Maude Valérie White: Two Songs
White’s Heyday

Maude Valérie White and her dog
All of this hard work paid off. Her creative star burned brightest in the 1890s, when she wrote dozens of well-loved songs.
Her music became so popular that she was able to organise concerts where she was the only composer on the program.
She tried yet again to branch out: this time with an opera called Smaranda, which she worked on between 1894 and 1911. Ultimately, she abandoned the effort.
But of course, an unfinished opera didn’t impact her popularity one whit. The greatest singers of the age were singing her work at the most prestigious concerts and venues in England.
One metric of a composer’s relative popularity in Britain is to look at how many times their music appeared during the Proms.
Between 1895 and 1940, Maude Valérie White’s works appeared over a hundred times. This makes her the most frequently performed woman composer in the history of the Proms, even today.
Maude Valérie White: “My soul is an enchanted boat”
Bad Health and Traveling
White had always struggled with health issues. Doctors suggested she might do better in warmer climates.
In 1901, she moved to Italy, only returning to England in the summer. The change agreed with her. Later, she moved full-time to Florence, Italy, near her sister.
She also continued to travel. In 1905, she gave a concert at the Cairo Opera House.
In 1912, she visited Russia. Watching the famous Russian ballet proved to be the inspiration she needed to finally complete a larger-scale work for orchestra.

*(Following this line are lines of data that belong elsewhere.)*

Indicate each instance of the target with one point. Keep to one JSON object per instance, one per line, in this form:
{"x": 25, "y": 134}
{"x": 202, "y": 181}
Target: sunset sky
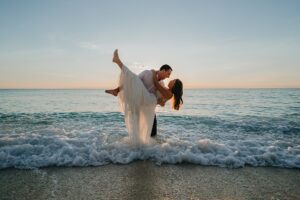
{"x": 209, "y": 44}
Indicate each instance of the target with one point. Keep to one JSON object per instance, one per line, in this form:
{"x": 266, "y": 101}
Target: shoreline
{"x": 145, "y": 180}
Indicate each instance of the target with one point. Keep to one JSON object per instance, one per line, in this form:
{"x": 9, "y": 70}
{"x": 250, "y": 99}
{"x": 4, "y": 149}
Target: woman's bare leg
{"x": 113, "y": 91}
{"x": 116, "y": 59}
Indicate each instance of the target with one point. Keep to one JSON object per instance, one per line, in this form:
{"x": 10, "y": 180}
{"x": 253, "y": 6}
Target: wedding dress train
{"x": 138, "y": 106}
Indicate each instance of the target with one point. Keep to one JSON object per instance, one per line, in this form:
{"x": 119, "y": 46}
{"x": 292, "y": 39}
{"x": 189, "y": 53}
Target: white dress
{"x": 138, "y": 106}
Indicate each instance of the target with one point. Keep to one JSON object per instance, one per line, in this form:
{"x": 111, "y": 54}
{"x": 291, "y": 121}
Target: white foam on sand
{"x": 36, "y": 151}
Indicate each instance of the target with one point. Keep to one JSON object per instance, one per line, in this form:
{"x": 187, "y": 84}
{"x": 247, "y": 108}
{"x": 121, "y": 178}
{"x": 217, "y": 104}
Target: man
{"x": 146, "y": 77}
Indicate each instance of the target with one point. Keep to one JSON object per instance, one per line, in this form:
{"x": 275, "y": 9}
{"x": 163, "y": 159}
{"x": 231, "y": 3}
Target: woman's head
{"x": 176, "y": 87}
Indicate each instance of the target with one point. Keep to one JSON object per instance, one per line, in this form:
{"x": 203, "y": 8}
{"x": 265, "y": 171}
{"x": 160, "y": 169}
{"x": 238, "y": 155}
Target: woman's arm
{"x": 164, "y": 92}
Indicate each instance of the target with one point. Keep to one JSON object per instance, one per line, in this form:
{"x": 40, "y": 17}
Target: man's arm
{"x": 142, "y": 74}
{"x": 164, "y": 92}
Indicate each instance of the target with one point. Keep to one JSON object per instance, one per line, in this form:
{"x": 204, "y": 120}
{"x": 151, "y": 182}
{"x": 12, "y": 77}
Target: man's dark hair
{"x": 165, "y": 67}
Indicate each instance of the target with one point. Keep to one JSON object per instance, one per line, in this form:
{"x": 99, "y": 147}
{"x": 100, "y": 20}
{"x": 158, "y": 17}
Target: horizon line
{"x": 189, "y": 88}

Her ballet The Enchanted Heart (based on a scenario that she had created herself) was meant to premiere in the spring of 1914, but was canceled after the death of the Duke of Argyll.
She then rewrote the music into an orchestral suite to be played at the Proms in 1915, but that too was canceled after new music performances were scrapped due to budgetary concerns.
Excerpts would appear over the years, but the work never got the starry premiere her reputation deserved.
Maude Valérie White: “So We’ll Go No More A Roving”
Her Later Years
Once World War I broke out in 1914, White focused on organising benefit concerts.
After she reached her seventies, she composed less and less. Her romantic style had fallen out of fashion, and she simply was not very inspired to write.
She observed, “Of late years, I have not composed much. When one has nothing further to say, silence is best.”
During this period, she wrote two delightful memoirs, Memories and Friends in 1914, and My Indian Summer in 1934. She also spent more and more time translating literature.
She died in 1937 at the age of 82.
Her Legacy

Portrait of Maude Valérie White
Why is her music not better known today? There are a few reasons.
First, her style is typical of the late Victorian era, and as such, is often thought to be too sentimental to appeal to modern audiences.
Second, the classical music world is much more focused on instrumental music today than it was during White’s lifetime, when vocal music reigned supreme.
And third, and possibly most consequentially, she didn’t have a spouse or family member to help preserve her legacy, like Ursula Vaughan Williams did for her husband, or Imogen Holst did for her father and Benjamin Britten.
Of course, none of these are reasons to ignore her wonderful music and groundbreaking career. Maybe it’s time for a reassessment.